Ich kann sogar die großen Veranstalter verstehen, warum sie lieber dreimal im Jahr denselben Headliner in derselben Location veranstalten. Es handelt sich dabei meistens um Unternehmen, die im Laufe der Jahre ihre Passion zu einem Beruf gemacht und viele Mäuler zu stopfen haben. Irgendwann tauschen diese dann die Lust an der Innovation und die Freude daran, am Puls der Szene zu bleiben, gegen die finanzielle Sicherheit ein. Die Idealisten aus den 80ern und 90ern sind zu Dienstleistern verkommen. Und für Dienstleister hat der Kunde König zu sein. Fällt euch was auf?

Natürlich gibt es immer noch Veranstalter, die den Spagat zwischen kommerziellem Erfolg und Herzblut meistern, aber es werden weniger, je mehr Geld mittelmäßige, aber durch die Medien gepushte Retortencombos einbringen. Ein Kampf gegen Windmühlen, den kaum jemand auf sich nehmen will, der Frau und Kinder zu ernähren hat, geschweige denn seine 20 Mitarbeiter mit einem ebensolchen Rattenschwanz an Angehörigen. Wir haben halt nicht mehr 1986. Und wir haben auch nicht mehr 1994.

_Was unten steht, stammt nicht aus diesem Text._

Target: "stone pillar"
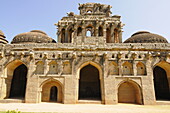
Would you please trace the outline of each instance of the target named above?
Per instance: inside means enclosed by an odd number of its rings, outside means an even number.
[[[47,75],[48,74],[48,71],[49,71],[49,62],[47,60],[47,58],[44,59],[44,75]]]
[[[156,104],[151,60],[152,60],[151,58],[147,59],[146,61],[147,76],[142,77],[142,90],[143,90],[142,92],[144,105]]]
[[[118,33],[119,43],[122,43],[122,30],[118,30]]]
[[[111,29],[110,29],[110,32],[111,32],[111,33],[110,33],[110,35],[111,35],[111,36],[110,36],[110,38],[111,38],[111,39],[110,39],[110,40],[111,40],[111,43],[115,43],[115,40],[114,40],[114,29],[115,29],[115,27],[112,25],[112,26],[111,26]]]
[[[117,54],[117,59],[118,59],[118,68],[119,68],[119,76],[122,76],[122,70],[123,70],[123,67],[122,67],[122,60],[121,60],[121,55],[122,54]]]
[[[103,43],[106,43],[106,38],[107,38],[107,33],[106,33],[107,31],[106,31],[106,27],[103,27]]]
[[[38,75],[34,75],[36,69],[35,61],[32,59],[28,67],[26,85],[26,103],[38,103]]]
[[[67,41],[66,41],[67,40]],[[68,43],[68,29],[65,29],[65,37],[64,37],[64,43]]]
[[[85,26],[82,26],[82,43],[85,42],[85,37],[86,37],[86,28]]]
[[[61,43],[61,33],[62,33],[61,29],[58,29],[58,33],[57,33],[57,35],[58,35],[58,43]]]
[[[135,61],[135,59],[133,60],[133,75],[137,76],[137,61]]]
[[[103,83],[103,87],[101,87],[101,94],[102,94],[102,103],[103,104],[115,104],[115,96],[114,94],[116,93],[114,90],[113,86],[113,79],[112,76],[108,76],[108,58],[107,58],[107,53],[104,54],[103,56],[103,76],[100,81]],[[103,80],[102,80],[103,79]],[[102,85],[102,84],[101,84]]]
[[[78,27],[77,27],[77,25],[75,25],[73,28],[74,32],[73,32],[73,37],[72,37],[72,43],[74,43],[74,44],[76,43],[77,29],[78,29]]]

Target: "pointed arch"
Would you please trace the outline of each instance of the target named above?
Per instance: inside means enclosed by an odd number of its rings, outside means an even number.
[[[66,34],[65,34],[65,29],[63,28],[61,30],[61,43],[65,43],[66,42]]]
[[[112,61],[109,63],[109,75],[118,75],[119,69],[116,62]]]
[[[98,36],[103,36],[103,27],[102,26],[99,27]]]
[[[146,66],[142,62],[136,64],[137,75],[146,75]]]
[[[106,29],[106,43],[111,43],[111,30],[110,30],[110,28]]]
[[[94,28],[92,25],[88,25],[86,27],[86,37],[92,37],[94,36]]]
[[[117,28],[114,29],[114,41],[115,43],[119,43],[119,32]]]
[[[44,62],[43,61],[38,61],[36,63],[35,74],[44,74]]]
[[[118,103],[143,104],[141,87],[134,81],[123,81],[118,85]]]
[[[170,64],[161,61],[153,67],[155,97],[157,100],[170,100]]]
[[[5,66],[6,94],[2,98],[25,98],[27,72],[27,65],[21,60],[14,60]]]
[[[48,74],[57,74],[58,73],[58,64],[56,61],[53,60],[48,65],[49,65]]]
[[[82,36],[82,27],[78,27],[77,36]]]
[[[66,43],[71,43],[71,42],[72,42],[73,33],[74,33],[74,30],[73,30],[73,28],[71,27],[71,28],[68,30],[68,40],[67,40]]]
[[[77,71],[77,78],[78,78],[78,83],[79,83],[79,80],[81,79],[81,73],[83,72],[83,71],[81,71],[84,67],[89,67],[89,65],[90,65],[90,67],[93,67],[96,71],[98,71],[98,79],[99,79],[99,84],[100,84],[100,93],[101,94],[99,94],[99,95],[101,95],[101,97],[100,97],[100,99],[101,99],[101,101],[102,101],[102,103],[104,103],[104,90],[103,90],[103,77],[102,77],[102,74],[103,74],[103,72],[102,72],[102,68],[101,68],[101,66],[100,66],[100,64],[98,64],[98,63],[96,63],[96,62],[93,62],[93,61],[87,61],[87,62],[84,62],[84,63],[82,63],[80,66],[79,66],[79,68],[77,69],[78,71]],[[90,68],[89,67],[89,68]],[[92,68],[90,68],[90,69],[92,69]],[[95,72],[96,72],[95,71]],[[80,88],[80,84],[78,85],[79,86],[79,88]],[[80,89],[79,89],[80,90]],[[77,92],[77,100],[79,99],[79,91]]]
[[[56,87],[56,91],[51,92],[52,88]],[[63,85],[60,81],[55,79],[48,79],[44,81],[40,88],[42,89],[41,93],[41,101],[42,102],[50,102],[52,97],[56,97],[55,102],[62,103],[63,102]]]
[[[123,75],[132,75],[133,74],[133,68],[132,64],[128,61],[123,63]]]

Und daß wir alle irgendwie schuld sind, liegt auf der Hand. Also, wenn ihr euch das nächste Mal via Facebook, in Foren oder im Freundeskreis darüber lauthals beschwert, wie gleichförmig, langweilig und BWL-mäßig die Konzertlandschaft geworden ist, dann packt euch an die eigene Nase. Geht nächstes Jahr nicht zu dem Festival, über das ihr euch schon in den Vorjahren aufgeregt habt. Laßt das Hochglanzmagazin im Regal stehen, anstatt euch darüber zu beschweren, daß diese Zeitschriften Scheiße zu Gold hochjubeln. Kauft keine CDs mehr von satten, sich ewig wiederholenden Bands, mit denen ihr zwar aufgewachsen seid, aber die heute nur noch ein Schatten ihrer selbst sind. Wenn euch im Kino die 2345. Fortsetzung eines Michael Bay Films (passt jetzt nicht hier rein aber ich hab ’n Brass auf Michael Bay…) auf den Sack geht, dann GEHT…NICHT…REIN!

Es gibt genug Alternativen, in jedem Bereich. Wer den Euro im Geldbeutel hat, der hat auch die Macht, etwas zu verändern, oder glaubt ihr wirklich noch, es geht bei all dem um irgendwas anderes?